Making the mistake—again—that material goods are adequate replacement for a normally functioning limbic system and a sense of well being. Sure, struggling with constant want can be a bitter thing and sour anyone’s mood, but if the depression came before the recognition of want, having more is not likely to cure it. Granted, understanding the difference can be like trying to describe a particular shade of white laid against new-fallen snow, but the difference is there and very real and can have unfortunate consequences if not recognized.
It is crippling. Just from my admittedly limited and not particularly deep experiences with my own periodic episodes of being depressed (as opposed to depression, which is chronic and worse), you can wake up and wonder why you should bother with trying. It’s like moving through thick, humid air in a gravity well half again as deep as the one everyone else is in. I cannot begin to imagine what it must be like for anyone living with that day in, day out, twice or three times as bad, and nothing—nothing—mitigates the bleakness of just breathing.
We shrug it off. All of us. “Oh, she’s just having a bad day, she’ll be fine.” Or, more tragic, “I dunno, I just can’t talk to him anymore, he’s always bummed about something.”
Maybe those observations are true. But then again, the dark side may have taken hold. We should all pay attention.

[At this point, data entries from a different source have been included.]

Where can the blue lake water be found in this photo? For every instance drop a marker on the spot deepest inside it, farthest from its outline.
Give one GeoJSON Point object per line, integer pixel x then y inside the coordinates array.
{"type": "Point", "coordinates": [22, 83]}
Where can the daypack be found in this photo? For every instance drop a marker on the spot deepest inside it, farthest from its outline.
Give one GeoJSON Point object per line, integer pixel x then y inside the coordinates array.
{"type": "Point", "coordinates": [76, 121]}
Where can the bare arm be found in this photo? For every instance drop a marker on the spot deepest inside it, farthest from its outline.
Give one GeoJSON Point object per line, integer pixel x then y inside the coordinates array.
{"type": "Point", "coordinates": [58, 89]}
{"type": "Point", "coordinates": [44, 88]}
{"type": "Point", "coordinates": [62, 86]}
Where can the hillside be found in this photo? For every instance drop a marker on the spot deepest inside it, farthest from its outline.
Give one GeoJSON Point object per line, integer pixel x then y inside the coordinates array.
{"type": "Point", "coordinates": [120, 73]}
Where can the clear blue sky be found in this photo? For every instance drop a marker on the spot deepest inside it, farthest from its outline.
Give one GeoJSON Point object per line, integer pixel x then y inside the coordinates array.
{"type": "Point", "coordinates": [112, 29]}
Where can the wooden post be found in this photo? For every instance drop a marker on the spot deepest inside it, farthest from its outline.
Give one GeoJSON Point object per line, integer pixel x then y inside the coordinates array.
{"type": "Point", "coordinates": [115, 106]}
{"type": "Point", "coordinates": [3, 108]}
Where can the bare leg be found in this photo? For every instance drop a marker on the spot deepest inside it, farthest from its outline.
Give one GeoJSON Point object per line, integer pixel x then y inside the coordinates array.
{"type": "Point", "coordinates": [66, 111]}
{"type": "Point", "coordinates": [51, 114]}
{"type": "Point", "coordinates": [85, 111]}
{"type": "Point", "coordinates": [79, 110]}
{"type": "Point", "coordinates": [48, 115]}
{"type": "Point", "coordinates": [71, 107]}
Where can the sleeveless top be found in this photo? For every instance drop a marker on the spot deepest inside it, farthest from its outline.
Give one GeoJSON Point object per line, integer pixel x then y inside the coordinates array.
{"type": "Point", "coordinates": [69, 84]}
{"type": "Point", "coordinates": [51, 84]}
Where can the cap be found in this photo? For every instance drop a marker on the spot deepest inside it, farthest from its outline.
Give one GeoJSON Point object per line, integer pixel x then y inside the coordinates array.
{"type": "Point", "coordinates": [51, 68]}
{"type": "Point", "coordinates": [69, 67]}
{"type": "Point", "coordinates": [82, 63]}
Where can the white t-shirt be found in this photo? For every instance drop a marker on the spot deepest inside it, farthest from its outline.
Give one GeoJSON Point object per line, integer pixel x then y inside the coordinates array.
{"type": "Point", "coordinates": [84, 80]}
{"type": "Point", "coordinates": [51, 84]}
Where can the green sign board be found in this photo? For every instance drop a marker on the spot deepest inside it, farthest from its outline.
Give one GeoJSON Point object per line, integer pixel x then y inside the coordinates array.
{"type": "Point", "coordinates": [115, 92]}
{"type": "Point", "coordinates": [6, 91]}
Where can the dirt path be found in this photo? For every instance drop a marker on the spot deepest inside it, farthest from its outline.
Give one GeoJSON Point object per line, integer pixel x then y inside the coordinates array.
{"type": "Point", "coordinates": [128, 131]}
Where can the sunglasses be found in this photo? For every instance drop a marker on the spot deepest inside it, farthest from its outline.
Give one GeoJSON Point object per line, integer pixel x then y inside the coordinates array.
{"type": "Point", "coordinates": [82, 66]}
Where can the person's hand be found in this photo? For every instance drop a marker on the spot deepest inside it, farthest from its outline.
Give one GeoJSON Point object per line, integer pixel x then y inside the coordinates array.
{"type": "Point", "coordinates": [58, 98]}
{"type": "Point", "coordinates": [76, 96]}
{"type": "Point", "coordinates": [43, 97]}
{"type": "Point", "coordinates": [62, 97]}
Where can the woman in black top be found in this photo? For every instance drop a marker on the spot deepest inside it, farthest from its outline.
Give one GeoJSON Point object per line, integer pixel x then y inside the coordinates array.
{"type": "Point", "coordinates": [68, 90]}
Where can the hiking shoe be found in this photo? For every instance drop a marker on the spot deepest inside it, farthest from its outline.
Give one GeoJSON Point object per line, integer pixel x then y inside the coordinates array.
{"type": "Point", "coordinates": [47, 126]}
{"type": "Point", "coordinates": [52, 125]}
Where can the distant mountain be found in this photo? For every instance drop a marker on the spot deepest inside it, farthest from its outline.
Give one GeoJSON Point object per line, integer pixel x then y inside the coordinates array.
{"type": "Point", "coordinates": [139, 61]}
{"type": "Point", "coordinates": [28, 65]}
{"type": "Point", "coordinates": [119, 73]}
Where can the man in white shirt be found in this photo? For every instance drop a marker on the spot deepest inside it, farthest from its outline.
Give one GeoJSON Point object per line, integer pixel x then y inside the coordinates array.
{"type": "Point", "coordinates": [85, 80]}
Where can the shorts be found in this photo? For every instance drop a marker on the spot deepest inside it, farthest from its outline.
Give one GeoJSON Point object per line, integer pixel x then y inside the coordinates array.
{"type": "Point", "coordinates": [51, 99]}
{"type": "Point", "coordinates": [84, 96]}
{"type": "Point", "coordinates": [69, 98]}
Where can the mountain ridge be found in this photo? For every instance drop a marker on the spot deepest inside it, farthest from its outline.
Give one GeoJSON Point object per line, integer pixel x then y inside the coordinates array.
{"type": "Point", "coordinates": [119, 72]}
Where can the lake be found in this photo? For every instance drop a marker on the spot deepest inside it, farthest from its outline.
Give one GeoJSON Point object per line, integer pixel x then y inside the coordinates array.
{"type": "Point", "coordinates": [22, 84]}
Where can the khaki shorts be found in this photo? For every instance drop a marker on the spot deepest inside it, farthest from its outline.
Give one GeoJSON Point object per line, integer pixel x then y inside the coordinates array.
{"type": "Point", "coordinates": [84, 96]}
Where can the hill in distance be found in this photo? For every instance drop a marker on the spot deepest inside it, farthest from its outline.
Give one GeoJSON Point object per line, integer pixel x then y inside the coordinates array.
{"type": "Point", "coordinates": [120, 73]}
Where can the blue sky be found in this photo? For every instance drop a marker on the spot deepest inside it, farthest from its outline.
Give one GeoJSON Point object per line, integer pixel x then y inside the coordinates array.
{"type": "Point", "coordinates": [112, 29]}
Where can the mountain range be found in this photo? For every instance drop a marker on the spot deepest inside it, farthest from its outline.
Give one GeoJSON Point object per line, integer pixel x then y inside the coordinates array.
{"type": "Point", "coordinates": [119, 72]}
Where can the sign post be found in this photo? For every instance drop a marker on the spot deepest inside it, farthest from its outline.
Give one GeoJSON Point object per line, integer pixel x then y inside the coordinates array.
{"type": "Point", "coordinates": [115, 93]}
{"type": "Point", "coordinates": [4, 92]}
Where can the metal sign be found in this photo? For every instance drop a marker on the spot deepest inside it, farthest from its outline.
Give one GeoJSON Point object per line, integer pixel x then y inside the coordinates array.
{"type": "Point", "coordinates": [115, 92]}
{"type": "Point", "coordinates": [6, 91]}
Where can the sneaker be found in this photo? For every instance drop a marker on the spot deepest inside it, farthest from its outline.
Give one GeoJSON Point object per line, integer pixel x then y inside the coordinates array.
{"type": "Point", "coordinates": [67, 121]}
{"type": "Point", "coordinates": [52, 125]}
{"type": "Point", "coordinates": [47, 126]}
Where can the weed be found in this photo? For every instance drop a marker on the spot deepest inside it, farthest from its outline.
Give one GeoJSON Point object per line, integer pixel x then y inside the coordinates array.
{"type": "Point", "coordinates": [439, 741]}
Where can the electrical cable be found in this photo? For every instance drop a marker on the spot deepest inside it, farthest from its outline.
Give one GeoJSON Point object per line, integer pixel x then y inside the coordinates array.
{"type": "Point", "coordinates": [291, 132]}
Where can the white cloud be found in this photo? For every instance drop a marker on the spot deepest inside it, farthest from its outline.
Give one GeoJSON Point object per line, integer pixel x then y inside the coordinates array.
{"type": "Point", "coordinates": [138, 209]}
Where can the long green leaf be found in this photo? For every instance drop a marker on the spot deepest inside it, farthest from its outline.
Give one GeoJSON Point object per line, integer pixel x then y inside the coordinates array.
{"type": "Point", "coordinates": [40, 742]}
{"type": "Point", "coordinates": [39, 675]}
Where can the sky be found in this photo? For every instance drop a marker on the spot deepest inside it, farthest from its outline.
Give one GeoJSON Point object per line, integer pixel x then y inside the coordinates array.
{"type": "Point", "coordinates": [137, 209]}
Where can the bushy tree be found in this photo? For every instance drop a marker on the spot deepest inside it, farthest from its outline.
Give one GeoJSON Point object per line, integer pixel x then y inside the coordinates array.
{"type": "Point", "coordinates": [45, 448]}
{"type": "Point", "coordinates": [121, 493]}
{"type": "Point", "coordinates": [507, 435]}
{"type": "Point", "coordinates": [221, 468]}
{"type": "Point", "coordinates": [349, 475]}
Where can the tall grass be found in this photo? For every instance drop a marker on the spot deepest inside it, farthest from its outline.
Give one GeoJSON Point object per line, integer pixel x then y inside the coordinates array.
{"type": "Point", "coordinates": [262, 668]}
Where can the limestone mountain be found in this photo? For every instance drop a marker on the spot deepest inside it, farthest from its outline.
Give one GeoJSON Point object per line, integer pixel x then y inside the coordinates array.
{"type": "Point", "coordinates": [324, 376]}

We all make use of masks. Sometimes it’s a self-conscious act and we know it and everyone around us knows it. Sometimes, it’s job related. Sometimes it’s diplomatic. But once in a while, the mask is standing in for us in ways that are wholly unhealthy.

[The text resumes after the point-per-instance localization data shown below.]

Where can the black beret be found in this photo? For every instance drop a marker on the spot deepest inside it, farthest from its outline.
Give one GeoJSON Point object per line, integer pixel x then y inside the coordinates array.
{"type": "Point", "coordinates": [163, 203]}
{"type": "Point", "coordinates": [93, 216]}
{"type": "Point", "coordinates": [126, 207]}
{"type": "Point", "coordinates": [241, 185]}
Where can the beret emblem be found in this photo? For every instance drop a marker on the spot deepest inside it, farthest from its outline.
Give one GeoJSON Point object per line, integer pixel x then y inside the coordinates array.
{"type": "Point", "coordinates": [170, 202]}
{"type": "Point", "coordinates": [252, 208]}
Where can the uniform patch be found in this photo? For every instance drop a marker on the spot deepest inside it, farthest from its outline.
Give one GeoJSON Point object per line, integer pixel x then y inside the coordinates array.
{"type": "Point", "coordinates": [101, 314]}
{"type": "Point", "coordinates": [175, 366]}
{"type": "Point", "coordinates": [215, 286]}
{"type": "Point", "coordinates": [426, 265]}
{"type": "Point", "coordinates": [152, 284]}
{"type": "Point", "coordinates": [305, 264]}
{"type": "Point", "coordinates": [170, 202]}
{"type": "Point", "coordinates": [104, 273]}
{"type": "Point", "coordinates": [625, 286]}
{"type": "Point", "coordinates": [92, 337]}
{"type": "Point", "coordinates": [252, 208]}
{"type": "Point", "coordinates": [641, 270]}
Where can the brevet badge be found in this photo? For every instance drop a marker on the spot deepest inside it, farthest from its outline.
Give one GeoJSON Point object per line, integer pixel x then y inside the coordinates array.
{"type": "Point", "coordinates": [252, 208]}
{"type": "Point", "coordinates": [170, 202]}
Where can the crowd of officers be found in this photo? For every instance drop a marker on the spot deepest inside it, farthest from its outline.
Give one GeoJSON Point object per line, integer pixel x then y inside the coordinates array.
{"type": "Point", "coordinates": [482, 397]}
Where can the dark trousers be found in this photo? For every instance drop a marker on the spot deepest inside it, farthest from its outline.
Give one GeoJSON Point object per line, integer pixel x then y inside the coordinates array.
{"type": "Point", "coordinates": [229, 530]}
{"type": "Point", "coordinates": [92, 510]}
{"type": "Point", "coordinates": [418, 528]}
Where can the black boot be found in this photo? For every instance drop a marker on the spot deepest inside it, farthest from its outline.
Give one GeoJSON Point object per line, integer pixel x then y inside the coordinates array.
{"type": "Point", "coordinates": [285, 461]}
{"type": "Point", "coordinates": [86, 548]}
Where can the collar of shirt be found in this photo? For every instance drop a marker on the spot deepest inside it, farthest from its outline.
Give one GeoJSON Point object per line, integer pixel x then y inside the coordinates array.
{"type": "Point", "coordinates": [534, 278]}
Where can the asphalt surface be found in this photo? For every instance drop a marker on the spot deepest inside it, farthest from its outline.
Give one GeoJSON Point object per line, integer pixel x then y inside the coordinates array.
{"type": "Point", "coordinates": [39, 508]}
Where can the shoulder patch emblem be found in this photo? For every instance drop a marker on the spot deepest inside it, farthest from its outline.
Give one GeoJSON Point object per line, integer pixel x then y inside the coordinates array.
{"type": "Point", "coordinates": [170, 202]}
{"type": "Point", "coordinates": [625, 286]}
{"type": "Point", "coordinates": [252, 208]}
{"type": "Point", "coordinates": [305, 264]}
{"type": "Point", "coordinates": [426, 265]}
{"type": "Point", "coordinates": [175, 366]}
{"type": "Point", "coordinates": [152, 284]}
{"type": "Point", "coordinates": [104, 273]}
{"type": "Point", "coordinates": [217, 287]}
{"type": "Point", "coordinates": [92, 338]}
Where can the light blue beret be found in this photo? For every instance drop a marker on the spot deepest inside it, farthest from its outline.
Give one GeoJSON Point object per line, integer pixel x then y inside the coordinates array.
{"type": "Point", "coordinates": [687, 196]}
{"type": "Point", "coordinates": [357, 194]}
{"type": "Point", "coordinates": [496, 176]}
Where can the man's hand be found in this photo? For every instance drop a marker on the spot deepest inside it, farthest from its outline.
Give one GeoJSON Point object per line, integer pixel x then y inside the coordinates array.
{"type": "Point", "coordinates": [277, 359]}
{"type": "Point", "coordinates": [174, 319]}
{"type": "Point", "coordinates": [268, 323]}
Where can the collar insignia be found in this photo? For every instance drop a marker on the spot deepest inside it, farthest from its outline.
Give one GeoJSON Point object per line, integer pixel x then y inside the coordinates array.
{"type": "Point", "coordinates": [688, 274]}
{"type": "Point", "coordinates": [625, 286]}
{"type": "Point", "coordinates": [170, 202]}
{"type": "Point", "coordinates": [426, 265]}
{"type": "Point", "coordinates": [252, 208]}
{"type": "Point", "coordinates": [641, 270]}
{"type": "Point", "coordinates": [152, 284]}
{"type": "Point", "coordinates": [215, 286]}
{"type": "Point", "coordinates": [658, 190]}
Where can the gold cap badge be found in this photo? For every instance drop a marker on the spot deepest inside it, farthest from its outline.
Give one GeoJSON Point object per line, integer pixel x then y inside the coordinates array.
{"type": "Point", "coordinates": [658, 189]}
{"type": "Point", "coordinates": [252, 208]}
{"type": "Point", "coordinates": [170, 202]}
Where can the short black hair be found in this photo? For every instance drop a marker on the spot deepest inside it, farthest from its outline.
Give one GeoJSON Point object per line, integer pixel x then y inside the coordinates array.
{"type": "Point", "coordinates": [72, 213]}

*Yes, I once, for a long and much too melodramatic night, sat with a pistol in hand and weighed the merit of ending it. Because I was hurt, as badly hurt as I’d ever been, and it seemed, for seconds at a time, that nothing would end that pain or be worth having after I got over it. Why didn’t I do it? Well, that’s hard to explain concretely, but I’m pretty sure it was because I had—and have—good, good friends who I did not want to hurt by that kind of a purely selfish act. I began thinking of how they would feel and I eventually put the pistol away and have never since come anywhere close to contemplating such an act. I can only wonder what I would have done had I believed myself truly as alone as I’d felt at the beginning of that session. I suspect the deeply depressed cannot make that leap.